活動報告

障害者自立応援委員会「障害者と共に働き理念を実践(前半)」11月10日

高瀬 喜照氏  (株)高瀬金型

高瀬 喜照氏

11月度の障害者自立応援委員会では、高瀬金型の高瀬喜照氏が報告しました。その会合を2回に分けて紹介します。前半となる今号は、高瀬氏の同友会への入会と経営者としての生き様の確立です。

同友会に入会して

入会のいきさつ

私は起業して39年になります。子どもの頃は、親父とお袋がやっていた熱間鍛造の仕事を手伝っていました。迷うことなく工業高校へ進学し、卒業後は鍛造を覚えるために近所の金型屋に6年間勤め、24歳で独立しました。生まれは1957年、中小企業家同友会が東京で設立された年と同じです。ある意味、運命的なものを感じています。同友会が経験してきた時代の感覚がよくわかり、それも同友会にはまっている理由の1つです。

同友会に入会するまでは、真っ暗な小屋のような工場で、黙々と鉄を削っている鍛冶屋の親父でした。まあ、今もずっと鍛冶屋の親父なんですけどね。

起業した当初は私と弟と社員の3人でやっていました。その頃、金型屋は本当に景気が悪く、やればやるほど損害が出るような状態でした。以前私が勤めていた会社も廃業し、行き先のない社員3人を引き受けることになったのです。一気に社員が倍に増え、これからどうしようかと思っていた時、知人の紹介で同友会に入会しました。

稲沢市にある高瀬金型の本社

人生のテーマが解け始める

「自分はどう生きるべきか」、漠然とした思いがずっとありました。時代の影響もあったかもしれません。その頃は、学校の先生にもいろいろな人がいて、日教組の先生が共産主義的な話をしたり、小学校で「人はパンのみにて生くる者に非ず」という話を聞いたりしました。

親父は、生後まもなく父親を亡くし、母子家庭でとても貧しい環境で育った人です。1964年に鍛造の仕事を始め、人から頼まれたものはきちんと仕上げ、威張ることなく、人を下に見ることもなく、真面目でとてもプライドを持っていました。

親父のことは大好きで、尊敬もしていました。今自分がやっていることも、親父から引き継いだものがたくさんあります。お袋も義理堅く、自分たちが食えなくても、「お客さんにはよいものを出して腹一杯食ってもらわないかん」、という人でした。

そういう中で「自分はどう生きるべきか」と、もやもやした思いを抱いていたのです。そんな時、同友会の「労使見解」や赤石義博さん(元中同協顧問)のお話を聞き、会社経営はそうやっていけばいいんだなと腹に落ちました。同友会に入って、人生のテーマが解け始めた気がしたのですね。それが、同友会にはまっている最大の理由です。

「99ビジョン」との出逢い

愛知同友会に入会した翌年度、「99ビジョン」が出されました。「自立型企業」と「地域密着」を目指そうというものです。みんなは「よくわからない」とか「うちの会社は地域とは関係ない」とか言っていました。そんなところから、「99ビジョン」はスタートしたのですね。
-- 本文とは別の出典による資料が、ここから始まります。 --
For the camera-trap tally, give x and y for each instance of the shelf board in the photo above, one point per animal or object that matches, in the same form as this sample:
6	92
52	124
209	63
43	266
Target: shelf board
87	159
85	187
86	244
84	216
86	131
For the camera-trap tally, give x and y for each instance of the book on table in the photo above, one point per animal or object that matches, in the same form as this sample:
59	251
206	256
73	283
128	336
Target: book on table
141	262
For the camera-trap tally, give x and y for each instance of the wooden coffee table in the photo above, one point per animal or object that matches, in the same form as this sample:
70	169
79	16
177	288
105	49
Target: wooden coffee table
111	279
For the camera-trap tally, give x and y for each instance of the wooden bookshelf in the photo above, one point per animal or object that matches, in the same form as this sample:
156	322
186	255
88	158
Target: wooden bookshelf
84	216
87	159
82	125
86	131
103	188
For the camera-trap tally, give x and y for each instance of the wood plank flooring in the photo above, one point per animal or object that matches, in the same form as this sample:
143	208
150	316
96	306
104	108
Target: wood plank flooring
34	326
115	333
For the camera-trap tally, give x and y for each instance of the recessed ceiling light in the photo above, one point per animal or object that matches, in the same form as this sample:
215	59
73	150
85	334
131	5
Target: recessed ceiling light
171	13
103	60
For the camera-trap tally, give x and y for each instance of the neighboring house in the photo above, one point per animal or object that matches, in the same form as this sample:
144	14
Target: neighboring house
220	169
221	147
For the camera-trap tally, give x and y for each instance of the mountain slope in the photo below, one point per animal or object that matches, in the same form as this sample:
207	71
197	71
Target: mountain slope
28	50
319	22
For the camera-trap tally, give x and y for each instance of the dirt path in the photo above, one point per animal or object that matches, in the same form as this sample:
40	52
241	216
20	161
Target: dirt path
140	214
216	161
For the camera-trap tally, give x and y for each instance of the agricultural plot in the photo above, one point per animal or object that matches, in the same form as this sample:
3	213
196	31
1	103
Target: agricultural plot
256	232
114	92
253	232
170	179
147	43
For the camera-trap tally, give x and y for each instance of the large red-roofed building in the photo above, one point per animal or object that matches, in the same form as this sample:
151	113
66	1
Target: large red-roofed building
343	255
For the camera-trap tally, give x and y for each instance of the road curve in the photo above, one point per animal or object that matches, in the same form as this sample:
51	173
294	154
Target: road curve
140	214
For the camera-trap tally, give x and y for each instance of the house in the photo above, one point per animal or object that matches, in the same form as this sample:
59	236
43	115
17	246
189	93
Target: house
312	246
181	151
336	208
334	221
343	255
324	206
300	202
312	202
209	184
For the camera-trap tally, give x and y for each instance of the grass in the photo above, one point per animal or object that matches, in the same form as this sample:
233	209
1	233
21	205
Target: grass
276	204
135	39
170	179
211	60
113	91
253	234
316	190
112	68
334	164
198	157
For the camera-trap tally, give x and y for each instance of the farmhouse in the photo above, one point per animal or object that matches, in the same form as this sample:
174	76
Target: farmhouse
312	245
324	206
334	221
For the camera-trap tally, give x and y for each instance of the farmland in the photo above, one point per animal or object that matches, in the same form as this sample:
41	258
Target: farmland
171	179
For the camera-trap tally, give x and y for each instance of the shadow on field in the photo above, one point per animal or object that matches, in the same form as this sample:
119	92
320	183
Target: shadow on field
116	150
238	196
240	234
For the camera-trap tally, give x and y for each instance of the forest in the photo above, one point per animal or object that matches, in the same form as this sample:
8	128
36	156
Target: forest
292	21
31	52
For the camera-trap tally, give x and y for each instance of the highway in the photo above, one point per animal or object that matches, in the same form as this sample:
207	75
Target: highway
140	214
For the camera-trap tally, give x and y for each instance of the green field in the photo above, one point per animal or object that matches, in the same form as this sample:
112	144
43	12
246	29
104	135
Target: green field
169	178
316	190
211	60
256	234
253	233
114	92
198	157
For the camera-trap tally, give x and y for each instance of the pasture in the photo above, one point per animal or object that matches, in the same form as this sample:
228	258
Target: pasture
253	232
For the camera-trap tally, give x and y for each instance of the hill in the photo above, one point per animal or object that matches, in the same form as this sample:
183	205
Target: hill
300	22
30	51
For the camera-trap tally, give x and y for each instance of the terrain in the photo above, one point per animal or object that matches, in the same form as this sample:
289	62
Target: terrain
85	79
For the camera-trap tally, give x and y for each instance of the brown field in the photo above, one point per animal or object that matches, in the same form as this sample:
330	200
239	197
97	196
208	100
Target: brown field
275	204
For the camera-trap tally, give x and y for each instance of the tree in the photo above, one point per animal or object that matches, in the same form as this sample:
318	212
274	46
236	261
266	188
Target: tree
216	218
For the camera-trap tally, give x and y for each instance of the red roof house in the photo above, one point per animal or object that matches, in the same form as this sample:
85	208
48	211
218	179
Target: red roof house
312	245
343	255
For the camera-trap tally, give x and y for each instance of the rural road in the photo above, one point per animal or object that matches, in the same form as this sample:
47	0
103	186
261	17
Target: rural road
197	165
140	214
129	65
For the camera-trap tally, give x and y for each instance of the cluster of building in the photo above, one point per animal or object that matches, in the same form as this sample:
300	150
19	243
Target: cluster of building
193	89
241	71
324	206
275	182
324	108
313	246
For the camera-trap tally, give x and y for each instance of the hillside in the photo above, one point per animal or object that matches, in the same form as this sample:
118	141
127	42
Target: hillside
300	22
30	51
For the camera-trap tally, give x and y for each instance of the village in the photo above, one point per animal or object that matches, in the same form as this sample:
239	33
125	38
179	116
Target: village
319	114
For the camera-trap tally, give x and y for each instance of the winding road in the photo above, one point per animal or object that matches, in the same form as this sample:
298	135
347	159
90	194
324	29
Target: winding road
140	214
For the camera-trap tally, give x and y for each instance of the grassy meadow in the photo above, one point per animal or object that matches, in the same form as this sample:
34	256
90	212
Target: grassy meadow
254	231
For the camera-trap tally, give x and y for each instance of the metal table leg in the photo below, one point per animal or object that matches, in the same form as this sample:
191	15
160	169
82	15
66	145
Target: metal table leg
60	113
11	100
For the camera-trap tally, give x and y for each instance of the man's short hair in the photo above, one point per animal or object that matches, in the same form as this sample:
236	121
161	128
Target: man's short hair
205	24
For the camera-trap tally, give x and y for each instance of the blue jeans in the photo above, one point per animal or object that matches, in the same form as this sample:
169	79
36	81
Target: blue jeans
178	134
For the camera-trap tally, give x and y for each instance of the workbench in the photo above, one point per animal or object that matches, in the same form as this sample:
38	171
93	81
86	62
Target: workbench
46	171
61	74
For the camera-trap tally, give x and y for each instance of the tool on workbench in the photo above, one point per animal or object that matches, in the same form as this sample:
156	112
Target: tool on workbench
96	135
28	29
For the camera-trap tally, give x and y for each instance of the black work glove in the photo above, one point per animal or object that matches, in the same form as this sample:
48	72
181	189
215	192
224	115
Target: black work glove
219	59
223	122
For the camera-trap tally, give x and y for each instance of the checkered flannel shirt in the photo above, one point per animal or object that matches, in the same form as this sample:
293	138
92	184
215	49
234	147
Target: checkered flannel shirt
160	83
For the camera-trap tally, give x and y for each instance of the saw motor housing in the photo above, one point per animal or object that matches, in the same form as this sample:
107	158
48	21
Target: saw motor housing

でも、「自立型企業」は、当たり前のことじゃないですか。企業は言われたことだけやっていればいいわけではない。プライドを持ち、親会社とも互いに対等であるという姿勢は当然のことです。

「地域密着」も、会社は地域にあり、企業は公器とも言われ、自分たちのお金儲けのためだけに存在するわけではありません。やはり、会社は地域の財産であるべきだと思います。
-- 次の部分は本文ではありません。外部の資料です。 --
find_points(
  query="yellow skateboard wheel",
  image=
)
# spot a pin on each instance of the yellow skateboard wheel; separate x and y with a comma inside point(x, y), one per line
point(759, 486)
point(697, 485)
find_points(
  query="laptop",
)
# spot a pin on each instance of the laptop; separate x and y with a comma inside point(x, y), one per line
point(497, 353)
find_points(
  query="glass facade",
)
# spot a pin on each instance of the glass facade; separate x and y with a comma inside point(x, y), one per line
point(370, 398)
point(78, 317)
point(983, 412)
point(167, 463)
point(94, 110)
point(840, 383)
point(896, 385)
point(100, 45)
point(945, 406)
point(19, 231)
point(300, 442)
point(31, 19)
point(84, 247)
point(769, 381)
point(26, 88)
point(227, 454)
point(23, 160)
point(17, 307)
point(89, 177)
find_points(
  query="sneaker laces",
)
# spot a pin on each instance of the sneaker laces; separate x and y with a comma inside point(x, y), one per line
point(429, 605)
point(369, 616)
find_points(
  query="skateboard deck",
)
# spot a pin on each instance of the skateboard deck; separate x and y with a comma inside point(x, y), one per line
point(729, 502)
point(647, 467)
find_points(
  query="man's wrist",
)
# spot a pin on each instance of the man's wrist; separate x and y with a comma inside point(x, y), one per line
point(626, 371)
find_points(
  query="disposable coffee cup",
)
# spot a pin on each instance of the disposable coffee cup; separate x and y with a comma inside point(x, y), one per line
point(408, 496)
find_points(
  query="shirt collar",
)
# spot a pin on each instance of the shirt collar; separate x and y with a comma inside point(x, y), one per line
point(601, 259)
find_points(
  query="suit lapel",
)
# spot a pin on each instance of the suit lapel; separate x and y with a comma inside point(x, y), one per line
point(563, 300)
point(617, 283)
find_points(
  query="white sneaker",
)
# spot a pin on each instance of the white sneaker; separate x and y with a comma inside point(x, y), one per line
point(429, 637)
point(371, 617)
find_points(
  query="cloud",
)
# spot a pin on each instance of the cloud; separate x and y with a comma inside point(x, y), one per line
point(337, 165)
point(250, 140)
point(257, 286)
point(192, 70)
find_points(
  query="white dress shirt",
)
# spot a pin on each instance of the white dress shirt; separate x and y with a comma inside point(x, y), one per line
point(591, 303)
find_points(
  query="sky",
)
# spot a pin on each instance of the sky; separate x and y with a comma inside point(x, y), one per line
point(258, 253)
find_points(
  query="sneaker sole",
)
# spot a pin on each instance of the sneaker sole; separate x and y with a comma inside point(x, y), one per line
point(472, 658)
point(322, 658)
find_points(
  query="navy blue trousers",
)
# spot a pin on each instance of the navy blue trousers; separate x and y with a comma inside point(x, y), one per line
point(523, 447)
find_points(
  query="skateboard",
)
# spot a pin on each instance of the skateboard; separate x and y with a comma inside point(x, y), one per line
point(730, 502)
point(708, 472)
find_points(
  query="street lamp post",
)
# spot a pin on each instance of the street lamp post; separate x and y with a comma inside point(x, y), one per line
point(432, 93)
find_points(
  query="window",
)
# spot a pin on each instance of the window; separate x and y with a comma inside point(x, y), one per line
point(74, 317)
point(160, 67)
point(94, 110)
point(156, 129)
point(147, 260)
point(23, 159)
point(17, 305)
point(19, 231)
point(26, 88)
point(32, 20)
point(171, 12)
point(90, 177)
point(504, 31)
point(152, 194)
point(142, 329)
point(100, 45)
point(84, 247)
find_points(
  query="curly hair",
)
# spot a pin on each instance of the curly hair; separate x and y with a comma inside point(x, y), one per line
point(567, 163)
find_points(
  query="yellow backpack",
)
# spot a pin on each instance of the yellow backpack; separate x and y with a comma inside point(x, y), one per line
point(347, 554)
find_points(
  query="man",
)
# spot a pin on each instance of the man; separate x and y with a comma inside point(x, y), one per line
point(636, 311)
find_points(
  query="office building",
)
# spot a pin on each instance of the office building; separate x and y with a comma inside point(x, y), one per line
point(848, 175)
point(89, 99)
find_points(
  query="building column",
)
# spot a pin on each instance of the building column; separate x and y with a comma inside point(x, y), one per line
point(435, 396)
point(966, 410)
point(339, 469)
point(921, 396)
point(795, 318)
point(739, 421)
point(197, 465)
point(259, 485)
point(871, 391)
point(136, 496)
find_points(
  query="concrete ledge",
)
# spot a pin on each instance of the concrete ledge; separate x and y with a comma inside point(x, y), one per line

当時は景気も悪くなっていて、中小企業がどうあるべきかを示した「99ビジョン」に、深く共感したのを覚えています。

高瀬金型が目指す社風

入会して3年、同友会理念もあまりわかっていない頃に、地区例会で経営理念を書くことになりました。その時すっと書けたものが、次の2つです。
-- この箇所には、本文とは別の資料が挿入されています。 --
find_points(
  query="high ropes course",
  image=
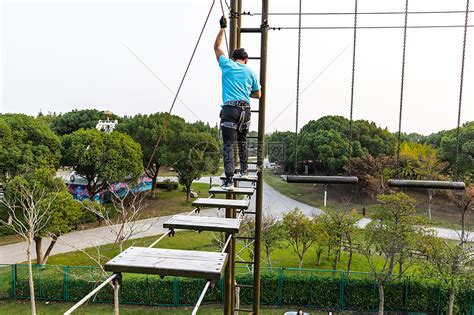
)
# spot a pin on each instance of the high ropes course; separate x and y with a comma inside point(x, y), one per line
point(213, 265)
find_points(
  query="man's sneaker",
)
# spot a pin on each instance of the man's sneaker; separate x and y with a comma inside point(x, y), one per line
point(228, 184)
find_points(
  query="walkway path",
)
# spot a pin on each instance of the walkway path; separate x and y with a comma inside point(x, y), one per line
point(277, 202)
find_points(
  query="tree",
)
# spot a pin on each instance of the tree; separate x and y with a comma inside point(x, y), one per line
point(328, 148)
point(26, 144)
point(28, 219)
point(373, 173)
point(122, 214)
point(280, 149)
point(102, 158)
point(464, 161)
point(393, 232)
point(63, 213)
point(339, 227)
point(419, 161)
point(464, 200)
point(271, 236)
point(146, 129)
point(199, 154)
point(300, 232)
point(78, 119)
point(452, 263)
point(326, 141)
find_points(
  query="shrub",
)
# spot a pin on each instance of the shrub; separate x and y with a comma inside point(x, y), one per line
point(167, 184)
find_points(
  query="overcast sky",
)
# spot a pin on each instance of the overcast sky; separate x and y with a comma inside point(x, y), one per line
point(63, 55)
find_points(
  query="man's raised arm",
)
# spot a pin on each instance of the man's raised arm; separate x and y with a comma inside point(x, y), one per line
point(217, 44)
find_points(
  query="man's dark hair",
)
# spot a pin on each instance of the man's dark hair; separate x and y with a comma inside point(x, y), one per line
point(240, 54)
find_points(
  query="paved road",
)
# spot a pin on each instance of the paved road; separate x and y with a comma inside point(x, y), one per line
point(278, 203)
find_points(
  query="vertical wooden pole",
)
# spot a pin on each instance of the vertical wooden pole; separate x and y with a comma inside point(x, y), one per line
point(117, 282)
point(260, 158)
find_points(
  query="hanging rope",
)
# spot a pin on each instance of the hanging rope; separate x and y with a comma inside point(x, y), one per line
point(225, 33)
point(461, 84)
point(298, 88)
point(401, 88)
point(353, 79)
point(166, 122)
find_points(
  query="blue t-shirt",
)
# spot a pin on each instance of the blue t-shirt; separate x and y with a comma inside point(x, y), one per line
point(238, 80)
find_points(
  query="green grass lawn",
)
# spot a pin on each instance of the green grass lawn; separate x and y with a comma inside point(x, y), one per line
point(23, 307)
point(346, 197)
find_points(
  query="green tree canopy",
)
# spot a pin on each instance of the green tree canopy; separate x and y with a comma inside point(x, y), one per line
point(26, 144)
point(394, 231)
point(76, 119)
point(145, 129)
point(199, 153)
point(326, 141)
point(51, 199)
point(102, 158)
point(280, 147)
point(464, 162)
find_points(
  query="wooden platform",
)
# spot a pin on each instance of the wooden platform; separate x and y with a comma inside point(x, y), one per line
point(197, 223)
point(237, 190)
point(221, 203)
point(169, 262)
point(341, 180)
point(249, 178)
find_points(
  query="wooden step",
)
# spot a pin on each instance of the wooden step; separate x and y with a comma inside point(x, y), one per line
point(237, 191)
point(169, 262)
point(249, 178)
point(199, 223)
point(221, 203)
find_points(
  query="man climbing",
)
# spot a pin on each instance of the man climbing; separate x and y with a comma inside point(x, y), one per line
point(239, 83)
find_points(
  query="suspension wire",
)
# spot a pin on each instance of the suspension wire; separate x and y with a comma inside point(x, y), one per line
point(166, 122)
point(353, 77)
point(279, 28)
point(359, 13)
point(461, 85)
point(402, 88)
point(298, 88)
point(225, 32)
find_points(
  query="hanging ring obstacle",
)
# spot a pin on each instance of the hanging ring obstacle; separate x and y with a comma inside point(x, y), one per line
point(426, 184)
point(341, 180)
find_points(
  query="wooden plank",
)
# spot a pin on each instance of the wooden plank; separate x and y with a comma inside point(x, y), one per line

「私達は、技術力と共存共栄の精神で、豊かで明るい社会を支える企業を目指します」「私達は、互いが協力して個々の能力を100%生かし、ものづくり文化を支える企業を目指します」。

1つ目の思いは、ものづくりで人の役に立っていこうということ。2つ目は、互いに協力して、互いに認め合う、という意味です。得意なことは1人ずつ違います。その人の持っている能力を発揮し、人の役に立ち、自信を持って各々生きていく。それを互いに認め合っていくことが、人が生きる上ですごく大事だと思います。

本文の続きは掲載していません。